On Monday morning this week I was invited to speak to an undergrad gender empowerment class at the University of Gondar. The degree program is Gender Studies, and graduates end up mostly in government jobs working towards mainstreaming gender issues in development work and other policies. It’s a lofty goal, and I was pleased to see the room about half men as well. It’s about gender, not women. It’s about economic development, real strategies on the ground, and not just “empowerment.”
During the course of the morning I was asked about almost everything under the sun gender – from “are you a feminist?” to “why are you so passionate about these issues if compared to Ethiopia women in America are so empowered?”
Am I feminist? No, not really. Not of the 1960s militant theoretical variety anyway. Though the older I get, the more places I live, the more feminist (or mindful of gender inequality) I become.
Why am I passionate? Because we still have issues in the US as well. Because health is one of the strategies to bring women up or keep them down. In Ethiopia, too many women die in childbirth because they didn’t have access or weren’t allowed to go to a health center by family pressure. In America, I won’t even get into the slew of conservative state law going on the books this summer. Because my mother had to deal with a man’s world of upper management. Because I get harassed on the street. Because I lived in Jordan. Because I live in Ethiopia. Because I have had a lot of opportunities these Ethiopian women have had to fight so hard to get. Because I know I’m lucky, and I want those opportunities for others.
So how do you move towards a more equal society? You encourage education, especially for girls.
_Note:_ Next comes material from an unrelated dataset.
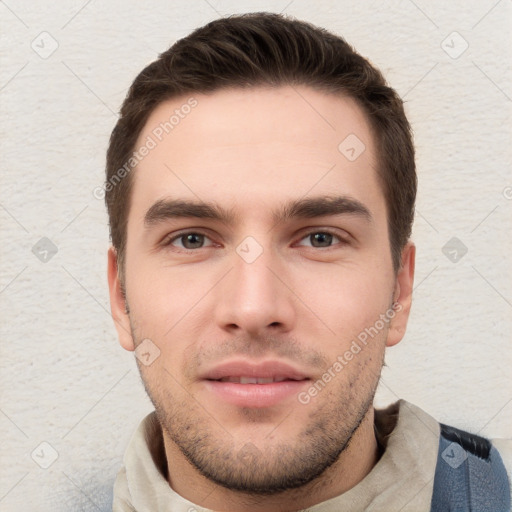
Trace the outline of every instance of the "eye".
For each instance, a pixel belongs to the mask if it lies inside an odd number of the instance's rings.
[[[333,240],[337,240],[341,244],[346,244],[347,241],[340,236],[331,233],[330,231],[311,231],[306,236],[301,238],[302,240],[309,240],[309,247],[314,248],[323,248],[323,247],[331,247],[333,244]],[[303,244],[299,244],[303,245]]]
[[[205,244],[206,241],[209,241],[210,243]],[[208,247],[213,244],[206,235],[195,231],[189,231],[169,238],[164,242],[164,245],[177,247],[179,249],[193,250],[202,249],[203,247]]]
It starts in the family. I certainly wouldn’t be here without the support of my family, and I certainly wouldn’t have made the education and career choices I’ve made if my family didn’t think I was just as capable as my brothers. And that’s a generational, long term answer. It’s exciting because I really think this generation in the universities now is going to be great role models for its kids. Women are on a precipice here, it’s this generation that will get to see that change.
There are still pockets of families in the US who would rather encourage motherhood and housewifery instead of college or work. But as gender norms go, that’s not too bad. And many women choose that path, but at least they had a choice. Some families in Ethiopia are still encouraging early marriage and high rates of female genital mutilation. I’ll take “make me sandwich” any day.
But to switch gears a bit, if gender norms here can be incredibly stiff, gendered symbols are not at all. In America, pink is for baby girls, blue for baby boys. Girls get barbies, boys get tonka trucks.
In Ethiopia, I was sitting in a café that afternoon after talking to the class and two deaf streetkids I know came up to say hi. The boy was wearing a dress and pink rainboots, and his sister had a dark green sweater, no shoes. He got the rainboots, my guess, because he was the boy – colour be damned. My sitemate and I were painting our nails and offered to the kids. No matter, he went for the bright pink. She thought the blue was great.
Men drape over each other in cafes and hold hands or link pinkies as they stroll down the street. Women can be very shy and quiet, even meek, but still wearing the tightest ,most stylish pants. Short hair for all kids is a must during rainy season – better to keep an eye out for head fungus.
So poverty, practicality and no cultural significance to westernized gendered symbols can mean an interesting mix of cultural norms.
So encourage those women in your life. Encourage the men in your life. No matter where they live, they probably face some preconceived notions. And always have a camera, in Ethiopia, it can mean a very fun gender neutral afternoon.